DETAILED ACTION


Notice of Pre-AIA  or AIA  Status
The present application, filed on or after March 16, 2013, is being examined under the first inventor to file provisions of the AIA .


Claim Rejections - 35 USC § 102
In the event the determination of the status of the application as subject to AIA  35 U.S.C. 102 and 103 (or as subject to pre-AIA  35 U.S.C. 102 and 103) is incorrect, any correction of the statutory basis for the rejection will not be considered a new ground of rejection if the prior art relied upon, and the rationale supporting the rejection, would be the same under either status.  
The following is a quotation of the appropriate paragraphs of 35 U.S.C. 102 that form the basis for the rejections under this section made in this Office action:
A person shall be entitled to a patent unless –

(a)(1) the claimed invention was patented, described in a printed publication, or in public use, on sale, or otherwise available to the public before the effective filing date of the claimed invention.


Claim(s) 1, 2, 4, 5-7, 10 is/are rejected under 35 U.S.C. 102(a)(1) as being anticipated by Hazen (Automatic Alignment and Error Correction of Human Generated Transcripts for Long Speech Recordings, 2006).

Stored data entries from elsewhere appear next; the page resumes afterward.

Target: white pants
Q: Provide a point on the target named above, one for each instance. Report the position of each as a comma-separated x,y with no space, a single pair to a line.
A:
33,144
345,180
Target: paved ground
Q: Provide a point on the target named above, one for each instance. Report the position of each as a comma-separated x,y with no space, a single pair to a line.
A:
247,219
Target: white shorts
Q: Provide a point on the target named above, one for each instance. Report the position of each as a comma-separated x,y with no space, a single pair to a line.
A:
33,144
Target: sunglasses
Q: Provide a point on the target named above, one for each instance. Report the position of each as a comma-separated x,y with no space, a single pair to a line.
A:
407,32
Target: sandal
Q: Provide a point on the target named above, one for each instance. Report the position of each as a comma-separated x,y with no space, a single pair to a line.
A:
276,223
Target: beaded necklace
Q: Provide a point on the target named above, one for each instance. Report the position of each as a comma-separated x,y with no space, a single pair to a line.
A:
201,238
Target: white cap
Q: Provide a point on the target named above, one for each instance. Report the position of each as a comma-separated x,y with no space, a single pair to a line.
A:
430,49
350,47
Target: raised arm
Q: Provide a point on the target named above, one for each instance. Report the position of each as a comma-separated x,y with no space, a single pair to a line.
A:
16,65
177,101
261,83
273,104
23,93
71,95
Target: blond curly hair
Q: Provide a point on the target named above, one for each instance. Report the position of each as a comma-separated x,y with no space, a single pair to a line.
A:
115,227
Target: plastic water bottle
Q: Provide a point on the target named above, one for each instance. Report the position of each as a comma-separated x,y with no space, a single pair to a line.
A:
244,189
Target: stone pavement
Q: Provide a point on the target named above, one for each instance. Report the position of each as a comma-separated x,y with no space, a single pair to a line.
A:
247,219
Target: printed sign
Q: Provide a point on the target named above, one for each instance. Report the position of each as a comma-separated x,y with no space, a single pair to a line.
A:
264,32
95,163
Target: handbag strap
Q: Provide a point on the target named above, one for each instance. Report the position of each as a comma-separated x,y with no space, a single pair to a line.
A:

See the citations to Hazen:


identifying a plurality of non-aligned text fragments (section 3.2 ¶ 2), each located between respective two non-continuous aligned text-fragments of the automatically generated transcription, each aligned text-fragment matching a plurality of words of the manually generated transcription (section 3.2 ¶ 2); 
for each respective non-aligned text fragment:mapping a target keyword of the manually generated transcription to a plurality of phonemes (anchor points, section 3.2, ¶ 2); 
mapping the respective non-aligned text fragment to a corresponding audio-fragment of the audio recording (After obtaining anchor points from the first stage recognition, the second stage produces a pseudo-forced alignment of the manual transcript across the speech segments spanning between the first stage anchor points, Section 3.3); 
mapping the audio-fragment to a plurality of phonemes (alignment using a phonetic word filler model, Section 3.3, the alignment is on a phonetic model as taught Section 3.3); 
identifying at least some of the plurality of phonemes of the audio- fragment that correspond to the plurality of phonemes of the target keyword (the transcript is fully aligned against the speech, Section 3.4); and 

2. The method of claim 1, wherein the at least some of the plurality of phonemes of the audio-fragment are identified as corresponding to the plurality of phonemes of the target keyword according to a closest matched computed based on shortest phoneme weighted distance (The rates of the insertions,   substitutions and deletions can be controlled using penalty weights to insure that correctly transcribed
words are rarely replaced or deleted, Section 3.3 – here the phonetic based alignments penalty weights are interpreted as the same as a distance, where a lowest penalty and shortest distance are the same).  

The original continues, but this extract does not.